Beirut : March Of The Zapotec


Titres

CD 1
El Zocalo
La Llorona
My Wife
The Akara
On A Bayonet
The Shrew

CD 2
My Night With The Prostitute From Marseille
My Wife Lost In The Wild
Venice
The Concubine
No Dice


Si vous venez régulièrement lire mes chroniques, vous savez déjà ce que je pense de Beirut et plus particulièrement de The Flying Club Cup, qui est devenu pour moi un album inestimable. Un de ceux que j'emmènerai sur une ile déserte. Alors forcément, pour moi toute sortie d'un nouveau disque de Zach Condon est un évènement à ne pas rater. Et quand en plus ce disque prend la forme d'un double EP, c'est deux fois la fête. En théorie…

Oui, parce que voilà, ça fait déjà un petit moment que je dois écrire cette chronique et que je la repousse à chaque fois. Parce que j'attendais monts et merveilles des nouvelles chansons de mon new-yorkais préféré et qu'au bout du compte je me pose des questions. Alors je réécoute pour être sûr, avant d'en parler. En fait, ce double EP n'est pas le véritable nouvel album de Beirut, il correspond à deux projets bien distincts. Le premier s'appelle donc March Of The Zapotec et il est l'œuvre de la partie du cerveau de Zach Condon qui s'appelle Beirut. La deuxième est tout autre chose et vient d'un autre morceau du cerveau du même homme qui s'appellerait Realpeople. Sur le premier CD, on reconnait Beirut avec tous les ingrédients habituels, sur l'autre on ne reconnait que la voix. Et pour cause, Realpeople est un projet Electro, aux antipodes de ce qu'on connait déjà et qui correspond au style de jeunesse de Zach Condon quand il composait chez lui en solitaire. Passer de l'un à l'autre est forcément déstabilisant. Cette première surprise passée, tout ça n'est pas forcément un problème en soit quand on n'écoute pas les deux EP dans la foulée. Zach Condon est un explorateur et c'est surtout pour ça que j'aime sa musique, alors une exploration de plus n'est pas forcément pour me déplaire.
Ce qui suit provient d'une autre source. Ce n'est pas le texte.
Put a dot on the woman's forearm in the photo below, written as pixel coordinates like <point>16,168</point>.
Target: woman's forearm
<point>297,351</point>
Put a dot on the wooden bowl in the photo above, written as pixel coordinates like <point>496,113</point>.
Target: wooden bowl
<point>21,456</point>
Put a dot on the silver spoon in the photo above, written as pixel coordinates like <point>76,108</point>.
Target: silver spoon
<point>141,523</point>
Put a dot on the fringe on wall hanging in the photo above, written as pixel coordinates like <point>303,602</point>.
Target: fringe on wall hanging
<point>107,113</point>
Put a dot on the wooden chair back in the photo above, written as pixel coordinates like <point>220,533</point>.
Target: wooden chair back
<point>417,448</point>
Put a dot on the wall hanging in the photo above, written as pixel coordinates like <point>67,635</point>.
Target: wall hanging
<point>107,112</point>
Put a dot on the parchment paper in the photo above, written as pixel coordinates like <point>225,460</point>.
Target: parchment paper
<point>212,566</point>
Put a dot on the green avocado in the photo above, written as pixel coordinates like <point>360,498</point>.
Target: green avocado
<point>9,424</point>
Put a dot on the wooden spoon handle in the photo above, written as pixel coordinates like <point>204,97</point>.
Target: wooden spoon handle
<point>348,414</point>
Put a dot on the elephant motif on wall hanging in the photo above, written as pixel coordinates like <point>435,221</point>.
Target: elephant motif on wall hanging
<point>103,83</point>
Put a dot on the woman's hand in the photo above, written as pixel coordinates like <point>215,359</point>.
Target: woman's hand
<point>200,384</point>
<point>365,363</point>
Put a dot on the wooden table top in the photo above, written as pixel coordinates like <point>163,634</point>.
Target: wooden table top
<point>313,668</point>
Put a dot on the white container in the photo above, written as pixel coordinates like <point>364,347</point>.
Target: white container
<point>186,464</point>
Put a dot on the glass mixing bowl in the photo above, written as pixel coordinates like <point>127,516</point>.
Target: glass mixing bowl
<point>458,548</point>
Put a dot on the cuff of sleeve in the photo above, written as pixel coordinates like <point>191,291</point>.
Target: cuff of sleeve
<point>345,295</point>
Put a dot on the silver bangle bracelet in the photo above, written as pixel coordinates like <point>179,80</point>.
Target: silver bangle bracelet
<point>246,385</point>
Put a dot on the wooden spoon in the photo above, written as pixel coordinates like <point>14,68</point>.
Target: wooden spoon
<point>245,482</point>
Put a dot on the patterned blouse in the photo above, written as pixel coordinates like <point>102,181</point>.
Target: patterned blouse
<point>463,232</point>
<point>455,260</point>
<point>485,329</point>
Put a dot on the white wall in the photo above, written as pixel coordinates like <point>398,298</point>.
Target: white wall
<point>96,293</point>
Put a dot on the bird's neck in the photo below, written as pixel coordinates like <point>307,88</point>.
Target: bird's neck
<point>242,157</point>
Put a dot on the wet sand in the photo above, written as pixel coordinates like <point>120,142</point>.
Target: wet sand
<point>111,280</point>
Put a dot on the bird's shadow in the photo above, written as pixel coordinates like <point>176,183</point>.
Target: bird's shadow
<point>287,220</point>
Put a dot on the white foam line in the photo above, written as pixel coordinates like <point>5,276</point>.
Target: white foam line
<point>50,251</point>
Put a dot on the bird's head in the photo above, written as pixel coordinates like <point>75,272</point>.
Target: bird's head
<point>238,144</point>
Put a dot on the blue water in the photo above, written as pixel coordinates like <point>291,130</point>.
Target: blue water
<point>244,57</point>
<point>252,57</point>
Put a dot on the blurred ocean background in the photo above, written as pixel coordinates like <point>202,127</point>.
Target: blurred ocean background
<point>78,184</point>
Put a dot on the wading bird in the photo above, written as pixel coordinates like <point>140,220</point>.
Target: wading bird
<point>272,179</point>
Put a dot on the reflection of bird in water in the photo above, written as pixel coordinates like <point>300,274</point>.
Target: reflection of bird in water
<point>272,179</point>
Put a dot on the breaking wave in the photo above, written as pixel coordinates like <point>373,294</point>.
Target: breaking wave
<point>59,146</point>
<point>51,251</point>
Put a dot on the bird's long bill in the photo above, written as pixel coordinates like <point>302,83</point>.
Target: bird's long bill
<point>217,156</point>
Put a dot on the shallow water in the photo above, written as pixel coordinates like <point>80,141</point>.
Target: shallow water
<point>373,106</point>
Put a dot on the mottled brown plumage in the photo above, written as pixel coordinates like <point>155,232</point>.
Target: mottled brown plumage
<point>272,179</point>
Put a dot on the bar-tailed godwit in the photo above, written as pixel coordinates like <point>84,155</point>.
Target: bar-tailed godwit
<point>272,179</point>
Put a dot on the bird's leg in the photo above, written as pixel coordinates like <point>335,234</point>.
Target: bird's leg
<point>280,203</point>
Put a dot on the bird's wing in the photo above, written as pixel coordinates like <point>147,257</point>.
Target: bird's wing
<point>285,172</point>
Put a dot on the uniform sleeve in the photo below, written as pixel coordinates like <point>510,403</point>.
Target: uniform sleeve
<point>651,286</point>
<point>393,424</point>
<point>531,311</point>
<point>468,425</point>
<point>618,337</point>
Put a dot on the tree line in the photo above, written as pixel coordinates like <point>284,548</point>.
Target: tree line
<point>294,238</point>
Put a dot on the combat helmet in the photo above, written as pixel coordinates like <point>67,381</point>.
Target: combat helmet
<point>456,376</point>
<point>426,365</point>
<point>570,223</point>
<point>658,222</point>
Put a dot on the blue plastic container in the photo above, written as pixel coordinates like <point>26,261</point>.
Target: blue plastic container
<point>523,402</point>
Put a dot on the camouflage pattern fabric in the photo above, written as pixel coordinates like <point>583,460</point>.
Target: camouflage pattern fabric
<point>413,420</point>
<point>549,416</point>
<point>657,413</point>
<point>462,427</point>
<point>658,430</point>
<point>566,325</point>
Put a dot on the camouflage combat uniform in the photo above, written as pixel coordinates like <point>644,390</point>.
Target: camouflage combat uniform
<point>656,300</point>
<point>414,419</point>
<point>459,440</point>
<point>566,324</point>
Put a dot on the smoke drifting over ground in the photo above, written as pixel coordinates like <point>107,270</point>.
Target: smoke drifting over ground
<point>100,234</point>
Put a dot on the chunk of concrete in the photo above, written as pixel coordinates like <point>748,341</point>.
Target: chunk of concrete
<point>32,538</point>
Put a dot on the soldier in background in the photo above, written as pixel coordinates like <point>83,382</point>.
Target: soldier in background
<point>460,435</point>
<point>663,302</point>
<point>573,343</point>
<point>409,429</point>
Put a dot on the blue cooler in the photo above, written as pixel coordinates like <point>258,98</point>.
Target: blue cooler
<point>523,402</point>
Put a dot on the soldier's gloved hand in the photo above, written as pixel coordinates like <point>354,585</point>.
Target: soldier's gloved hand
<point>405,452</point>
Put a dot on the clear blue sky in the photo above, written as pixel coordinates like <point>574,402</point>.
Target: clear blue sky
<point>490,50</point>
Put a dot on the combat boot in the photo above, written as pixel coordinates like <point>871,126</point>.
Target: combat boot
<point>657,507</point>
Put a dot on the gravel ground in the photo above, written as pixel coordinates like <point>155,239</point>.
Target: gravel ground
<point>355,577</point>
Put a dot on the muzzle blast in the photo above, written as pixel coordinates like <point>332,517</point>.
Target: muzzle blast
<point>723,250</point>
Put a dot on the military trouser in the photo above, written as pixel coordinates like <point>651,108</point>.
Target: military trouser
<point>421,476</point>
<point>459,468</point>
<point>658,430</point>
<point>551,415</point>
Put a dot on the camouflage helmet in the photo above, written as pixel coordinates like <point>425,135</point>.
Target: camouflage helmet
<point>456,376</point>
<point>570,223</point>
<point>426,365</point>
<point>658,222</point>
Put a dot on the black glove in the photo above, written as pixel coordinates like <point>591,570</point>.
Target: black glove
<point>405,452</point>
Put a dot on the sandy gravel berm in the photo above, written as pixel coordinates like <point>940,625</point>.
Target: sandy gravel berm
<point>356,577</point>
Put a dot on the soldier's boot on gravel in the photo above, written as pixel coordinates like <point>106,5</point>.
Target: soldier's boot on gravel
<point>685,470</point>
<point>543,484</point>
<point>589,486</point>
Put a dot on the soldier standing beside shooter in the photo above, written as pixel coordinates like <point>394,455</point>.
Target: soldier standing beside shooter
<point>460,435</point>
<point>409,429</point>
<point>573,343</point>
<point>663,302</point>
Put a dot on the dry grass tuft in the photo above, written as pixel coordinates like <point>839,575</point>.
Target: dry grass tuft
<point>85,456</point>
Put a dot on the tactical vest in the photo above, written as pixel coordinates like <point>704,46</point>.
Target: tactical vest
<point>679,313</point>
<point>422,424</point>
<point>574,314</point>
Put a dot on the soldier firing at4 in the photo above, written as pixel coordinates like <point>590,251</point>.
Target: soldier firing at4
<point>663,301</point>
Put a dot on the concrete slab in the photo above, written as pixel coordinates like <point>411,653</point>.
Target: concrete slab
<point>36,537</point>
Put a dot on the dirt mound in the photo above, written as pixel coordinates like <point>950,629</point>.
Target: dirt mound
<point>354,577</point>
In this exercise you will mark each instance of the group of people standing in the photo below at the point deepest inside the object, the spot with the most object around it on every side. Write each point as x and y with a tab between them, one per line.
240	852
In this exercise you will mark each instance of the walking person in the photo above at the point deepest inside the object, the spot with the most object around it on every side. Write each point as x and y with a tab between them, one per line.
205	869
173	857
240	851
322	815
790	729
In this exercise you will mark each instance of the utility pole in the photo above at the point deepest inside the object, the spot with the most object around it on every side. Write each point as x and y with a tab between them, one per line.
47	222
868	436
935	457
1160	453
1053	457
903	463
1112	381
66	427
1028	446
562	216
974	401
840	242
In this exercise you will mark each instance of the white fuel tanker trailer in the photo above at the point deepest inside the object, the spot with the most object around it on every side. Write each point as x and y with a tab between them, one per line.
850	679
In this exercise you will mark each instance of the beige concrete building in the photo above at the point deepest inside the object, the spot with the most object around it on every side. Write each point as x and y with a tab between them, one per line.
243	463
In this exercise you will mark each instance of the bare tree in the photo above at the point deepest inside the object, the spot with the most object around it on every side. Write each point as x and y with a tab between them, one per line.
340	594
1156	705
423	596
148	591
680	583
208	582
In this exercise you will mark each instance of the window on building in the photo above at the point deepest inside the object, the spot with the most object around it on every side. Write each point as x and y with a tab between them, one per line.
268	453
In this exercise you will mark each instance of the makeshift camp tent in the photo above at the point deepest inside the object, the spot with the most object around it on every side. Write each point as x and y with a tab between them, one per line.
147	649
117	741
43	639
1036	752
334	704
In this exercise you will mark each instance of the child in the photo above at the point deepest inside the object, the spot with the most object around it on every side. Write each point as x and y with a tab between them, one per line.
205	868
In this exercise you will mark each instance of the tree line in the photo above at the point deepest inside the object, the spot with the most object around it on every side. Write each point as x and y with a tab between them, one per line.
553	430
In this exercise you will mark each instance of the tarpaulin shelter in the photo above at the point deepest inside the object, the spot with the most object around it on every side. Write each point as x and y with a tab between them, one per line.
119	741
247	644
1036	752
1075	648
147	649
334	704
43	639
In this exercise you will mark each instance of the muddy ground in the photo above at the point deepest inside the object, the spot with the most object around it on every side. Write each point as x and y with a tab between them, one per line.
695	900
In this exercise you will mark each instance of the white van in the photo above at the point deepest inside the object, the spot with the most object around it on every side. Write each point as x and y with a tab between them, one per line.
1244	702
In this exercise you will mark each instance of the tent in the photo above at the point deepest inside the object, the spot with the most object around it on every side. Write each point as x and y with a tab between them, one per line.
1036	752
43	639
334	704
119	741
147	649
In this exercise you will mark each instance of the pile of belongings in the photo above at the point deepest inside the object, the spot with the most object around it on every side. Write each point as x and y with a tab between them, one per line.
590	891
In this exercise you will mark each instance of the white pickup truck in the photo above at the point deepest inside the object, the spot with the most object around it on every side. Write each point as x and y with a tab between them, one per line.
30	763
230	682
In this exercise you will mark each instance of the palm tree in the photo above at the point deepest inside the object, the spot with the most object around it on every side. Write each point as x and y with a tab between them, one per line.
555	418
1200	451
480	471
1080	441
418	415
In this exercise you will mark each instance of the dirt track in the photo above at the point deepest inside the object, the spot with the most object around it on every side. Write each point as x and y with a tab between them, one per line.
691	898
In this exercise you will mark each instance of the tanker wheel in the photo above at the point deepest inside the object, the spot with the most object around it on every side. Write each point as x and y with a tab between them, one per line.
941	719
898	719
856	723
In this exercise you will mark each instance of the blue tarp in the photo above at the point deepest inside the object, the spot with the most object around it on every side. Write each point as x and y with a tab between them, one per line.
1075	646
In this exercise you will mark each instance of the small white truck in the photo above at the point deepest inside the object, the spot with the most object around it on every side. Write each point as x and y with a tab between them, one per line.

Pour commencer par le premier CD, March Of The Zapotec est une collaboration avec un orchestre traditionnel du Nouveau Mexique spécialisé dans les marches funèbres. Encore une fois, c'est le plaisir de la rencontre, de la confrontation et de la découverte qui semble diriger les pas de notre homme. Le résultat de l'exercice est en tous points réussi. Les chansons qui composent March Of The Zapotec sont toutes invariablement lentes et solennelles (enterrements obligent), mais le chant de Zach Condon, de plus en plus radieux, plane délicieusement au dessus de ces cuivres. Ce n'est peut être pas aussi touchant que The Flying Club Cup, mais c'est très beau.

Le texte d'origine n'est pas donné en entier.